I'm giving a talk on LaTeX this Monday as part of our new grad student "boot camp" series. It's really more of an interactive presentation: I'll use writelatex (or sharelatex) to demo examples, give student simple assignments, and use real-time chat to see how things are going. It should be quite interesting.
Here's the talk announcement:
Did you know that every time you use $..$ to italicize text, or use \\ to force a newline, Leslie Lamport cries out in agony and Don Knuth starts another fascicle of Volume IV of TAoCP ?
Come and learn about how to use LaTeX, and use it well. Your collaborators will love you, your advisors will love me, and you'll realize that the most awfully written drivel looks awesome when typeset well.
This will be interactive!! I'll be using a shared space for editing and viewing latex documents, and there will be class activities, so please do bring your laptops/tablets/other editing device so you can follow along and participate.

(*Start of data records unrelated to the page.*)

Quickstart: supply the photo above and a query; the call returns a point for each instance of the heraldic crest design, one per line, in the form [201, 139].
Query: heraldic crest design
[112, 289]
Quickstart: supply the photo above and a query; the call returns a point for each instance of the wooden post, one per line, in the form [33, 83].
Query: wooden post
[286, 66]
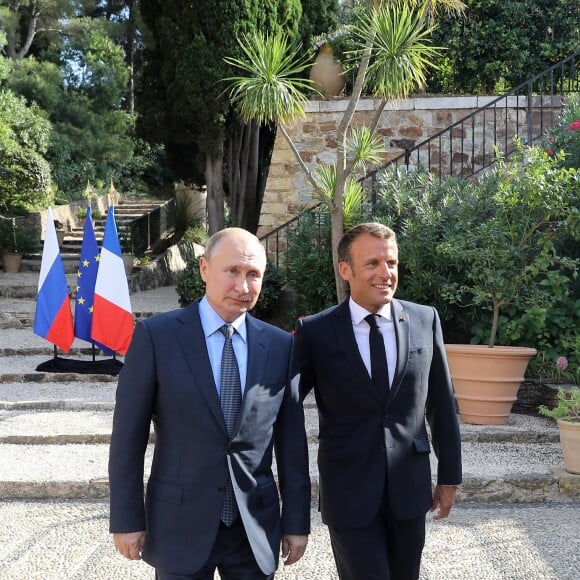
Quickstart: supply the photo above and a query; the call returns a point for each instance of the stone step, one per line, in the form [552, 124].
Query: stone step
[44, 416]
[491, 474]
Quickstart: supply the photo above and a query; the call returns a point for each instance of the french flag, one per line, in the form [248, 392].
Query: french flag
[112, 316]
[53, 317]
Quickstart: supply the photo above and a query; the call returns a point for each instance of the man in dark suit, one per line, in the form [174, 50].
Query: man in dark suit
[211, 501]
[378, 368]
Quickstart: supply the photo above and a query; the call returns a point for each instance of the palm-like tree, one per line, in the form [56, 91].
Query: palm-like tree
[394, 54]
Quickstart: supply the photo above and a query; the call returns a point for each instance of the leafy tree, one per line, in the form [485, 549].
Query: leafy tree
[394, 57]
[183, 104]
[501, 43]
[24, 172]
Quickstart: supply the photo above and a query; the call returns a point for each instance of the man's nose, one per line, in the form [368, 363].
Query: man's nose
[242, 285]
[386, 270]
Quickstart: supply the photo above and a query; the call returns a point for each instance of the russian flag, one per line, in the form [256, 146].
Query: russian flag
[53, 317]
[112, 316]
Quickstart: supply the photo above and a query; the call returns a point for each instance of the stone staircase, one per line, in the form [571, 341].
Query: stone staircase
[126, 211]
[55, 427]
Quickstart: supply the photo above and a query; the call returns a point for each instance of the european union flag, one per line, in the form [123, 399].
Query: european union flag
[85, 286]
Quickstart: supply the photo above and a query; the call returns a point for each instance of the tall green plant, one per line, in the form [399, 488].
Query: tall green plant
[501, 235]
[394, 54]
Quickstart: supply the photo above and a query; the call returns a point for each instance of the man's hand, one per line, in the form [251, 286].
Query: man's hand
[130, 544]
[444, 497]
[293, 548]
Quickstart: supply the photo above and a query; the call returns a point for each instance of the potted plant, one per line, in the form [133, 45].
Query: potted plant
[567, 414]
[127, 240]
[327, 72]
[500, 238]
[60, 232]
[16, 239]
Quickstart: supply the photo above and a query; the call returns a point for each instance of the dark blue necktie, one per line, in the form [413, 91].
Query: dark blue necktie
[379, 368]
[231, 402]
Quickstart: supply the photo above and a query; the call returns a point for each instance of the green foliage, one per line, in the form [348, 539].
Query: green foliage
[568, 408]
[196, 233]
[24, 181]
[182, 98]
[271, 88]
[39, 82]
[418, 208]
[565, 136]
[17, 236]
[308, 265]
[401, 50]
[190, 287]
[505, 41]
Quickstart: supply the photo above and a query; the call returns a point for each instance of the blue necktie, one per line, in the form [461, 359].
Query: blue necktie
[231, 402]
[379, 368]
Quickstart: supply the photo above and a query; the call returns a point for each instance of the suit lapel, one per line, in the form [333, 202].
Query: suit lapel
[402, 324]
[189, 335]
[347, 341]
[258, 346]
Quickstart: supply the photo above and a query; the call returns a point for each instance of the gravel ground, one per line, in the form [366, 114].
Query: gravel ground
[68, 540]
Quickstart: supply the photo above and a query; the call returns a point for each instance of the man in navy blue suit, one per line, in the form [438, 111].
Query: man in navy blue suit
[378, 369]
[174, 377]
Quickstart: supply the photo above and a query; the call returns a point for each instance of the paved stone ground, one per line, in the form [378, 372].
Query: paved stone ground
[68, 540]
[54, 431]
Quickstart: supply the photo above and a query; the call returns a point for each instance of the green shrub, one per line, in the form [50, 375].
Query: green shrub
[190, 287]
[308, 265]
[565, 136]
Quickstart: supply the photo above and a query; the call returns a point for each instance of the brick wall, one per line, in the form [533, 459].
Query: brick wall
[406, 122]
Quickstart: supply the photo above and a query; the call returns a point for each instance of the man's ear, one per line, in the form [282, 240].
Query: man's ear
[203, 265]
[345, 271]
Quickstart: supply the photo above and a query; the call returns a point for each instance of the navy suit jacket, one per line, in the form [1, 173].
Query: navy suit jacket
[369, 439]
[167, 379]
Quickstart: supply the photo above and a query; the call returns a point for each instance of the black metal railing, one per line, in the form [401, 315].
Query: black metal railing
[276, 241]
[469, 145]
[148, 229]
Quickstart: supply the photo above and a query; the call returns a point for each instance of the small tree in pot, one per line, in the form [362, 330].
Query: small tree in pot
[567, 414]
[500, 236]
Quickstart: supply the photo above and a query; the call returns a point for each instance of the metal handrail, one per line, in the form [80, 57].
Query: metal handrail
[457, 143]
[455, 150]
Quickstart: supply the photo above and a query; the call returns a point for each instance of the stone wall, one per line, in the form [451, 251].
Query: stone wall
[403, 124]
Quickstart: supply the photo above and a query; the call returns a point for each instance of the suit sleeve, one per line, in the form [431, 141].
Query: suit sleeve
[441, 413]
[131, 425]
[292, 458]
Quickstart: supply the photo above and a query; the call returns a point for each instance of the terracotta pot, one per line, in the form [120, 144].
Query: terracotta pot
[60, 237]
[128, 262]
[570, 443]
[327, 73]
[11, 261]
[486, 380]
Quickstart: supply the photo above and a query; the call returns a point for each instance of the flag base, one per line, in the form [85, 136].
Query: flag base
[96, 367]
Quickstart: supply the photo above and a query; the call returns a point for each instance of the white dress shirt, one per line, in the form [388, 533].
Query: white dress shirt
[211, 322]
[362, 331]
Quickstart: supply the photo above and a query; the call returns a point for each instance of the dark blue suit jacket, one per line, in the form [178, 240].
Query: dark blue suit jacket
[167, 379]
[367, 438]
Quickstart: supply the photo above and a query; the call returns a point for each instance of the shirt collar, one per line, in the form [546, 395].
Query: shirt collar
[358, 313]
[211, 321]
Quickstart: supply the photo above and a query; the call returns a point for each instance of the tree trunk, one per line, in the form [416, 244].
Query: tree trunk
[249, 153]
[336, 230]
[215, 193]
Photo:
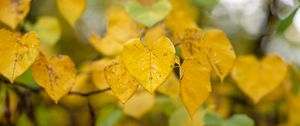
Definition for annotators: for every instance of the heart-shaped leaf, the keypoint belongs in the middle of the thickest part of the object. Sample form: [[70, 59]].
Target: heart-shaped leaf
[[149, 15], [56, 74], [256, 79], [150, 63], [17, 53]]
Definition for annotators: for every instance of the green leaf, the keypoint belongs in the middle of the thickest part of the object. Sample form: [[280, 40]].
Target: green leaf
[[149, 15], [286, 22], [213, 119], [295, 79], [239, 120]]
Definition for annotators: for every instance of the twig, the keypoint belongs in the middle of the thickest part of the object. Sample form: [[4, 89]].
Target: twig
[[92, 114], [89, 93], [7, 112]]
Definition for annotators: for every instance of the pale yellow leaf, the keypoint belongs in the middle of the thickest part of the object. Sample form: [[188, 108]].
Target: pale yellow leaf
[[71, 10], [13, 12], [121, 82], [195, 84], [219, 51], [98, 73], [56, 74], [150, 64], [256, 79], [139, 104], [17, 53]]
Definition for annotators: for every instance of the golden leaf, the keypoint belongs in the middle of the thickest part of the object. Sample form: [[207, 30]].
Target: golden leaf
[[121, 82], [17, 53], [98, 73], [71, 10], [195, 84], [56, 74], [139, 104], [155, 33], [170, 87], [256, 79], [13, 12], [214, 43], [219, 51], [149, 64], [121, 27]]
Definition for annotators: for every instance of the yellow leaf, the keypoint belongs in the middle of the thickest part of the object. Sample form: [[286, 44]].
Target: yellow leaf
[[13, 12], [107, 46], [170, 87], [17, 53], [71, 10], [182, 16], [139, 104], [56, 74], [121, 82], [219, 51], [98, 73], [149, 64], [256, 79], [155, 33], [84, 82], [195, 84], [48, 29], [121, 27], [191, 42], [214, 43]]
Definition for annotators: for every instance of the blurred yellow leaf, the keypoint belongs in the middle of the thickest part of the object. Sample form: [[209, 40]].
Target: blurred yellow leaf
[[47, 28], [84, 82], [71, 10], [139, 104], [12, 12], [121, 82], [56, 74], [219, 52], [107, 45], [98, 73], [182, 16], [121, 27], [256, 79], [170, 87], [214, 43], [17, 53], [195, 84], [150, 63]]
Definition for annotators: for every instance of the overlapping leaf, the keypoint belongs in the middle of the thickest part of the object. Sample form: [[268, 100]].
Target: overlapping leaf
[[256, 79], [151, 63], [56, 74], [121, 82], [17, 53], [71, 10]]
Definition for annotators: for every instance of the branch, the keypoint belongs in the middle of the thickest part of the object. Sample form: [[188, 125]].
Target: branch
[[89, 93]]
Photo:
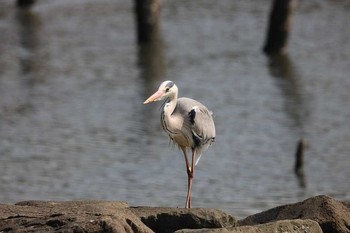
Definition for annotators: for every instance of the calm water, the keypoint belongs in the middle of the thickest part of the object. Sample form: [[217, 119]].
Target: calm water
[[73, 126]]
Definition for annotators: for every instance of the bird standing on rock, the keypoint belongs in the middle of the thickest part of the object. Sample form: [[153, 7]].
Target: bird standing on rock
[[188, 123]]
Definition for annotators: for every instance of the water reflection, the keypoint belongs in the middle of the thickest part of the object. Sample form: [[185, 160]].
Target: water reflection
[[151, 71], [283, 70], [28, 24]]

For this talk I solicited comments from colleagues as to what they'd like their students to learn. Probably the most useful comment I got was from +Robert Ricci and +Eric Eide: to whit,
LaTeX is code.
This might seem obvious, but once you internalize it, all kinds of other things become very natural. For example
- You should really use some kind of IDE to write and build your documents
- Version control is your friend
- *sections should be separate files.
- Text should be readable.
- Use macros where convenient
- Don't reinvent: use the many many built-in packages at ctan.org
- Use tex.stackexchange.com to learn how to hack whatever you need in LaTeX.
A corollary: to see a theoretician editing LaTeX close to a STOC/FOCS/SODA deadline is to realize that theory folk are AWESOME programmers.